BUSINESS. - Will you be likely to have a space in the Magazine for a serial story, which should be, ready, I believe, by April, at latest by autumn? It is called THE WRECKER; and in book form will appear as number 1 of South Sea Yarns by R. L. S. and Lloyd Osbourne. Here is the table as far as fully conceived, and indeed executed. ...

The story is founded on fact, the mystery I really believe to be insoluble; the purchase of a wreck has never been handled before, no more has San Francisco. These seem all elements of success. There is, besides, a character, Jim Pinkerton, of the advertising American, on whom we build a good deal; and some sketches of the American merchant marine, opium smuggling in Honolulu, etc. It should run to (about) three hundred pages of my MS. I would like to know if this tale smiles upon you, if you will have a vacancy, and what you will be willing to pay. It will of course be copyright in both the States and England. I am a little anxious to have it tried serially, as it tests the interest of the mystery.

PLEASURE. - We have had a fine time in the Gilbert group, though four months on low islands, which involves low diet, is a largish order; and my wife is rather down. I am myself, up to now, a pillar of health, though our long and vile voyage of calms, squalls, cataracts of rain, sails carried away, foretopmast lost, boats cleared and packets made on the approach of a p. d. reef, etc., has cured me of salt brine, and filled me with a longing for beef steak and mangoes not to be depicted. The interest has been immense. Old King Tembinoka of Apemama, the Napoleon of the group, poet, tyrant, altogether a man of mark, gave me the woven corselets of his grandfather, his father and his uncle, and, what pleased me more, told me their singular story, then all manner of strange tales, facts and experiences for my South Sea book, which should be a Tearer, Mr. Burlingame: no one at least has had such stuff.

We are now engaged in the hell of a dead calm, the heat is cruel - it is the only time when I suffer from heat: I have nothing on but a pair of serge trousers, and a singlet without sleeves of Oxford gauze - O, yes, and a red sash about my waist; and yet as I sit here in the cabin, sweat streams from me.
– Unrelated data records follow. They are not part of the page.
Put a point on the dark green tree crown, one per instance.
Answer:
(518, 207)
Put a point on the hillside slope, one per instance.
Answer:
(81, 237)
The rest are on deck under a bit of awning; we are not much above a hundred miles from port, and we might as well be in Kamschatka. However, I should be honest: this is the first calm I have endured without the added bane of a heavy swell, and the intoxicated blue-bottle wallowings and knockings of the helpless ship.

I wonder how you liked the end of THE MASTER; that was the hardest job I ever had to do; did I do it?

My wife begs to be remembered to yourself and Mrs. Burlingame. Remember all of us to all friends, particularly Low, in case I don't get a word through for him. - I am, yours very sincerely,

ROBERT LOUIS STEVENSON.

Letter: TO CHARLES BAXTER

SAMOA, [DECEMBER 1889].

MY DEAR BAXTER, - . . . I cannot return until I have seen either Tonga or Fiji or both: and I must not leave here till I have finished my collections on the war - a very interesting bit of history, the truth often very hard to come at, and the search (for me) much complicated by the German tongue, from the use of which I have desisted (I suppose) these fifteen years. The last two days I have been mugging with a dictionary from five to six hours a day; besides this, I have to call upon, keep sweet, and judiciously interview all sorts of persons - English, American, German, and Samoan.